Und Simon Petrus hatte ein Schwert und zog es und schlug den Knecht des Hohenpriesters und hieb ihm sein rechtes Ohr ab. Der Name des Sklaven war Malchus. Aber Jesus sagte zu Petrus: Stecke das Schwert ein; Soll ich nicht den Kelch trinken, den der Vater mir gegeben hat?

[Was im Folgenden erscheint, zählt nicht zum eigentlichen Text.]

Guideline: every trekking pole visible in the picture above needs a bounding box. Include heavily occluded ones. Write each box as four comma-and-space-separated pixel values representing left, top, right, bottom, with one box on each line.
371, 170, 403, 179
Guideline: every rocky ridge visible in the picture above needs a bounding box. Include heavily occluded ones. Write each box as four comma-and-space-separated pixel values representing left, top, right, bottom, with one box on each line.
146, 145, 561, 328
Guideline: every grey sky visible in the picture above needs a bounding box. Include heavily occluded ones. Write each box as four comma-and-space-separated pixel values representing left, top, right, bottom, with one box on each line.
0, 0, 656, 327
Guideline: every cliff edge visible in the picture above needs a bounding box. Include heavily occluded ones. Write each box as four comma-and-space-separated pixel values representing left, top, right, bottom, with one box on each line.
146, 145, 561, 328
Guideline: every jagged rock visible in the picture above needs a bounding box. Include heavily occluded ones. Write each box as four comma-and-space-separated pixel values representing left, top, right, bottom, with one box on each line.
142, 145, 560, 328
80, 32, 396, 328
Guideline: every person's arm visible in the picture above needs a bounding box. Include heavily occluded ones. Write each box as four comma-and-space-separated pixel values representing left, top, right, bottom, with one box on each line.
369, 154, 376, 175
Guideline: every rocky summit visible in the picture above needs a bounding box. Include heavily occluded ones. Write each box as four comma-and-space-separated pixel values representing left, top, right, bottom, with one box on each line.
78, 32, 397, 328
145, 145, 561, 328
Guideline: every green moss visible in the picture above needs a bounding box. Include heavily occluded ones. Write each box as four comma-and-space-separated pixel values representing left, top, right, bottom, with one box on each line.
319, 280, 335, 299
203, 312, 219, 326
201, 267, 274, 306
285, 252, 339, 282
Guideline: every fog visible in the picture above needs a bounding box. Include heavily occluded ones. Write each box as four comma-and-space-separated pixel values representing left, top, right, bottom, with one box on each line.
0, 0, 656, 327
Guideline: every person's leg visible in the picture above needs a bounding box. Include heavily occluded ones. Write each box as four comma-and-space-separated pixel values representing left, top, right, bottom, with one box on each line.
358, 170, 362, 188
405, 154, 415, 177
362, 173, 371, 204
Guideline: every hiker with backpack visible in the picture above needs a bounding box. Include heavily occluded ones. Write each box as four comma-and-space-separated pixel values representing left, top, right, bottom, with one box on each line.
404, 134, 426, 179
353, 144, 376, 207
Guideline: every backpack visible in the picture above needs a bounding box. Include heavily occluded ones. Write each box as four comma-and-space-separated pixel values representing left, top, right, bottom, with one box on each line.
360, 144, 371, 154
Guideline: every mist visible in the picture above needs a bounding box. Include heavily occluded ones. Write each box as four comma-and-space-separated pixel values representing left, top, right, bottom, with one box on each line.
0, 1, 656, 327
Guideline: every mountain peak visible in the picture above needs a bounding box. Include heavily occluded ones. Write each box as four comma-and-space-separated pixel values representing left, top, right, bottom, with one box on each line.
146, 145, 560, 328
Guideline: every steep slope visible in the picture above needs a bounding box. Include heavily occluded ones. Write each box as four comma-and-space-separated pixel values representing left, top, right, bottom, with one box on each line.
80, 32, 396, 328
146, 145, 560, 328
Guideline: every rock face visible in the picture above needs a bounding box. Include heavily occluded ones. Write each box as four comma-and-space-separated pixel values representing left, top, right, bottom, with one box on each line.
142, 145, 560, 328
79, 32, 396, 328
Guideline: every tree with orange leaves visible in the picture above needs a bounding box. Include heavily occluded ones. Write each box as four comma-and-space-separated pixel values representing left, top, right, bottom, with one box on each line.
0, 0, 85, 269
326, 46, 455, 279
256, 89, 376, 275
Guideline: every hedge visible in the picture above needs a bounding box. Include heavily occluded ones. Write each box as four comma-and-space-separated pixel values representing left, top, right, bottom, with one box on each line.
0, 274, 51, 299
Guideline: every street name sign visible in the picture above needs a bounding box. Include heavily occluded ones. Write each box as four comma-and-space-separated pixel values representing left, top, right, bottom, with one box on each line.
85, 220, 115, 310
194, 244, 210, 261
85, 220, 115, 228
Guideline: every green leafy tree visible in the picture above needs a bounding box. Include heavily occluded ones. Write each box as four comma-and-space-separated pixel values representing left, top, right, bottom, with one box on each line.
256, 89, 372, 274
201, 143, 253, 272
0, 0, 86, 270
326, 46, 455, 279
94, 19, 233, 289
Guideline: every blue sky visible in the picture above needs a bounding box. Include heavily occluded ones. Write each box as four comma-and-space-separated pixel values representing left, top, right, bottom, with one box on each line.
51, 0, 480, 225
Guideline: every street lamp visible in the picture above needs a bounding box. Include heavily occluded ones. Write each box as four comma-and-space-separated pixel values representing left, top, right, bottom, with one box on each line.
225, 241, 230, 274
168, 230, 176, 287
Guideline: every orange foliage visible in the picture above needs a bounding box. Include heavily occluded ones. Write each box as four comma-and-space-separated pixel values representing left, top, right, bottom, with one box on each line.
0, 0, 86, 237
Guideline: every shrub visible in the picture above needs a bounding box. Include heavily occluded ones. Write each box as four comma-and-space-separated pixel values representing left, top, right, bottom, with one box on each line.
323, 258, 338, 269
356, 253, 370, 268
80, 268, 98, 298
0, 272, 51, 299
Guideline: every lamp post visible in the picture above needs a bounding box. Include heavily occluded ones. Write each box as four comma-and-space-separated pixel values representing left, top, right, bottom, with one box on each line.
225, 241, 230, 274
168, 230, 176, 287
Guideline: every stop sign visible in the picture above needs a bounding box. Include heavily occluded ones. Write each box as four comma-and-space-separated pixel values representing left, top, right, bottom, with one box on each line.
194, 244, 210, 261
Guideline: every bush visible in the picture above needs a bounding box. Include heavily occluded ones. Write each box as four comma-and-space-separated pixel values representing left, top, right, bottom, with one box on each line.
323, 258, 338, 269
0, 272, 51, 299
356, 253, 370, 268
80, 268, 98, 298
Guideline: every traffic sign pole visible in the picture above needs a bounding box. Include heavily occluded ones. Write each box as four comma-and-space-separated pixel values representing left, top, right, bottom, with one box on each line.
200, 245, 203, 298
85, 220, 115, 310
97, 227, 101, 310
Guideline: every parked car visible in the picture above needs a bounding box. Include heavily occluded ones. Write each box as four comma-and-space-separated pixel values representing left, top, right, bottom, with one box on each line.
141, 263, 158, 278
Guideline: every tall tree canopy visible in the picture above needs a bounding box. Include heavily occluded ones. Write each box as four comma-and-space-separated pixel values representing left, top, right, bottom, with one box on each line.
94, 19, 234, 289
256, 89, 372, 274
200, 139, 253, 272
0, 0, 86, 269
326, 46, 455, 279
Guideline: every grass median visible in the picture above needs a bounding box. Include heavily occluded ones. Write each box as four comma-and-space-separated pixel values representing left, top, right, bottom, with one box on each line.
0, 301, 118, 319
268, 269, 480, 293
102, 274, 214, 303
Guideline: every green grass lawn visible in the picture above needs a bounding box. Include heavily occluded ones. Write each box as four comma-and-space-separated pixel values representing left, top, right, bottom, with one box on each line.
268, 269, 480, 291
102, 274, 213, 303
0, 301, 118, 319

Johannesevangelium 18: 10-11

In Russland gibt es ein gutes Sprichwort: Ein Ei ist zu Ostern teuer. Da wir heute Ostern haben, gratulieren wir uns nicht nur zu diesem Feiertag, sondern lernen Sie auch die schönen mittelalterlichen Miniaturen und die darauf abgebildeten Krieger in Rüstung kennen. Das heißt, wenden wir uns wieder der Quellenbasis unseres Wissens über das Mittelalter zu

Wie viele Leute, so viele … und Beschreibungen

Alle vier Autoren erzählen von der Verhaftung Christi und dem Kuss des Judas im Neuen Testament, obwohl Johannes nur die Szene der Verhaftung beschreibt. Das Matthäusevangelium sagt: „… hier ist Judas, einer der Zwölf, gekommen und mit ihm eine Menge Volk mit Schwertern und Pfählen, von den Hohenpriestern und Ältesten des Volkes. Aber derjenige, der ihn verraten hatte, gab ihnen ein Zeichen und sagte: Wen ich küsse, er ist, nimm ihn. Und sogleich ging er zu Jesus und sagte: Sei gegrüßt, Rabbi! Und er hat ihn geküsst." (Matth. 26:47-49) Die Beschreibung von Markus ist kürzer: „Derjenige aber, der ihn verraten hat, gab ihnen ein Zeichen und sagte: Wen ich küsse, der ist er, nimm ihn und führe ihn vorsichtig. Und als er gekommen war, näherte er sich sofort Ihm und sagte: Rabbi! Rabbi! und küsste ihn." (Markus 14:44-45) Lukas schreibt darüber so: „… vor ihm ging einer der Zwölf, Judas genannt, und kam zu Jesus, um ihn zu küssen. Denn er gab ihnen ein solches Zeichen: Wen ich küsse, Er ist. Jesus sagte zu ihm: Judas! verrätst du den Menschensohn mit einem Kuss?" (Lukas 22: 47-48)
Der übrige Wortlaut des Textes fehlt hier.